Comment on TD 18 (#10)
Posted by: JJ
Posted On 05:37PM 19-Oct-2000 with id (QRYNQQUNUUNQQY*)

This is an odd one...this TD seems to have come out of nowhere, not even developing directly from a tropical wave.

It would be interesting to see this one become Nadine...seeing as to that I still think a November storm is likely, this could be a real banner year for named storms, if it isn't already.

canada reports (#11)
Posted by: HankFrank Location: Tallahassee
Posted On 05:39PM 19-Oct-2000 with id (QRXNQXVNQRSNSW*)
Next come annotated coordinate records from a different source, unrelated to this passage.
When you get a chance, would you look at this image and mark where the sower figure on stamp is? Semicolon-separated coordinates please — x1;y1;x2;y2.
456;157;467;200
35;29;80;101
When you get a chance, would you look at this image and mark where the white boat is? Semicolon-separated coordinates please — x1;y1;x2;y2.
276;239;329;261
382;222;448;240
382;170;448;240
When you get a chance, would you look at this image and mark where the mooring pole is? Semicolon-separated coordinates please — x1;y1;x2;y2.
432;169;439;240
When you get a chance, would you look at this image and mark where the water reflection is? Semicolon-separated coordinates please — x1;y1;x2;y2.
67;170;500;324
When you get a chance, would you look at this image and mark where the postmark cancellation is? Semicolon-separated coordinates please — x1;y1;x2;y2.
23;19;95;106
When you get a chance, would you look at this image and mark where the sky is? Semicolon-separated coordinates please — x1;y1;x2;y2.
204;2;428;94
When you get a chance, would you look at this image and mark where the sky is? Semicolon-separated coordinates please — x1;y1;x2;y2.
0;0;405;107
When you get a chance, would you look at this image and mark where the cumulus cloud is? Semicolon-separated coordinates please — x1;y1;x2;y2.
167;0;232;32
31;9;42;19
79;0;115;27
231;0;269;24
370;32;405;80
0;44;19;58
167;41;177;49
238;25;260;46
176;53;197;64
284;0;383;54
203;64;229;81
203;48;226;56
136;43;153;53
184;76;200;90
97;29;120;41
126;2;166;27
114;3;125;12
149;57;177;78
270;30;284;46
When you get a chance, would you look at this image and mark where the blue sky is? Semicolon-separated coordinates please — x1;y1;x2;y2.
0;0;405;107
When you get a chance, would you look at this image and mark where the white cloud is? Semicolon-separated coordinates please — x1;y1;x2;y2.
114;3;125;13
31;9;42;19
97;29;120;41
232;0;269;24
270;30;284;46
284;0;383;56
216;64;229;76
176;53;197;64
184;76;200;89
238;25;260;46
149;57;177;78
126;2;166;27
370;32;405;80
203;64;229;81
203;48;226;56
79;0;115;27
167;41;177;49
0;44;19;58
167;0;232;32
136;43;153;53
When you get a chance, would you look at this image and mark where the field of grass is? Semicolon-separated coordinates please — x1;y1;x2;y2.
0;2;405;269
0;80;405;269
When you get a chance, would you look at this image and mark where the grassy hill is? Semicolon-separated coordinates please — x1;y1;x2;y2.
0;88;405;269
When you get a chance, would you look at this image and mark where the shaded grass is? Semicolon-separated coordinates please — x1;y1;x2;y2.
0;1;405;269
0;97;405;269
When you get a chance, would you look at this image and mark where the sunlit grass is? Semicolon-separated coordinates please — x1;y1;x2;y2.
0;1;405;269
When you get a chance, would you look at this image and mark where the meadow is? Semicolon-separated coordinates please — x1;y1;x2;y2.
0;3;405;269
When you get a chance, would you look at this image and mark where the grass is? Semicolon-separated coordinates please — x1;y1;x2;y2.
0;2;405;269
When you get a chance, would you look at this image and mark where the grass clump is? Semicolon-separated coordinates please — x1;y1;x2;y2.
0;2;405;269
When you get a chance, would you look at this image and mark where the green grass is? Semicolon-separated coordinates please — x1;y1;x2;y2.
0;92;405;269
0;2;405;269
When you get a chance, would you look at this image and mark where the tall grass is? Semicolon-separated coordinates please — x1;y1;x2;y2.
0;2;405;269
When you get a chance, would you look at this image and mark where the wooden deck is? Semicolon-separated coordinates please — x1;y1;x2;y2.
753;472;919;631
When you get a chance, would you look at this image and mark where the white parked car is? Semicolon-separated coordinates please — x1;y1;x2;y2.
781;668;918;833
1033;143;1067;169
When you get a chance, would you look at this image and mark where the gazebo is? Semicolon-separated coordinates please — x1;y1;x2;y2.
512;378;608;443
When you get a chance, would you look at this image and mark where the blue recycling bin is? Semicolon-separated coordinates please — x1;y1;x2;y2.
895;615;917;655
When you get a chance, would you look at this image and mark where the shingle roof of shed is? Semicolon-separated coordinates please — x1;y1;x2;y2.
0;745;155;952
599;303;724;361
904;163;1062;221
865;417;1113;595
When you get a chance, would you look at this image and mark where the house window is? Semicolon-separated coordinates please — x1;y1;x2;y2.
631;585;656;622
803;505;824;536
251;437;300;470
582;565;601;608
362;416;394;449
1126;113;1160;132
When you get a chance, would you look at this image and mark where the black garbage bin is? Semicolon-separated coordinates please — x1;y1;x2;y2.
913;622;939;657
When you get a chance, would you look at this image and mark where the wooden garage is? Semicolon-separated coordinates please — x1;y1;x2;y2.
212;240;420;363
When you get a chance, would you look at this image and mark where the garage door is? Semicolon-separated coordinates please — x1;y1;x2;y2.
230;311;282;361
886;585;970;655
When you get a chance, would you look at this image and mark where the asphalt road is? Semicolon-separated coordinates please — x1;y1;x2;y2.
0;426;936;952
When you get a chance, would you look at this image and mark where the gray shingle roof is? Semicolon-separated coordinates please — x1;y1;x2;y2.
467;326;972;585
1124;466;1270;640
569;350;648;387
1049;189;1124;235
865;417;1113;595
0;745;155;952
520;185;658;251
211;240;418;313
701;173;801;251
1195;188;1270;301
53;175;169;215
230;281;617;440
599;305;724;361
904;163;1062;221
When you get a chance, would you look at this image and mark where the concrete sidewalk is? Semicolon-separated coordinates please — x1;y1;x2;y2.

hey alex, check out environment canada. just type it into a search engine and you should get the link. theyve got (mediocre) radar. you can also go to and scroll down the list.. on the left hand side of the screen youll see international weather (i think?). click on canada, select newfoundland from there. itll put up a list of stations.
by the way, michael isnt as intense as the 100mph wind makes it sound. a ship reported 90mph winds a bit east of the center, so they adjusted for distance and rounded up to 100. nothing like 150 mph.. but since this storm is a fast mover, the gusts could be WAY up there. the tropical core of the system where hurricane force winds are is actually rather small, but the gale force wind field, expanding due to the extratropical conversion, is very large. most stations in newfoundland are reporting winds near gale force already. michael looks nearly extratropical to me, but for posterity the nhc is tracking it for maybe another 6hr.
far south of michael, td 18 is probably already nadine, just poorly organized in its satelite presentation. a ship reported 33kt/38mph winds earlier, and that was slightly away from the center. reading those discussions can sure be informative..
well, hope the links are useful. yall take it easy.

Michael (#12)
Posted by:
Richard Byett ( Location: Gloucester, England, UK
Posted On 06:11PM 19-Oct-2000 with id (RQRNQSYNTPNQTV*)

Try the canadian hurricane Centre site for warnings on Michael, they are expecting winds in excess of 100 mph, and admit they did not expect this to be the case. interesting to find out how a poor system intensified to a hurricanr=e in the first place, and is now supporting winds of 100 mph when it is nearing 50'N!! And the extra-tropical storm that will result from Michael will be affecting my shores late sunday nite, and into monday.... if that happens it will be the 5th former Tropical Cyclone to hit our shores... the others being Helene, Isaac, joyce, and Leslie. leslie incidentally gave us the worst flooding in over 30 years and dumped over 6 inches of rain in 23 hours!!

TD18 Origins (#13)
Posted by:
Ed Dunham Location: Melbourne, FL
Posted On 06:13PM 19-Oct-2000 with id (VSNQVRNRRVNVT*)

For JJ:
Actually this one came off the African coast about 10 days ago at 12N. When it got within a few hundred miles of the Islands it encountered strong southerly shear (sound familiar this year?) and just about became unrecognizable. A weak LLC finally pushed through the shear (it took a few days), but by then the low level easterlies and the mid level southerly shear had pushed what little remained of the system to the north of the Islands. As the shear relaxed and the weak LLC slowed down, the convection reappeared about a day and a half ago.

Re Ed (#14)
Posted by: JJ
Posted On 11:12PM 19-Oct-2000 with id (QRYNQQUNUSNQPT*)

Much appreciated, Ed--I'll take note of that.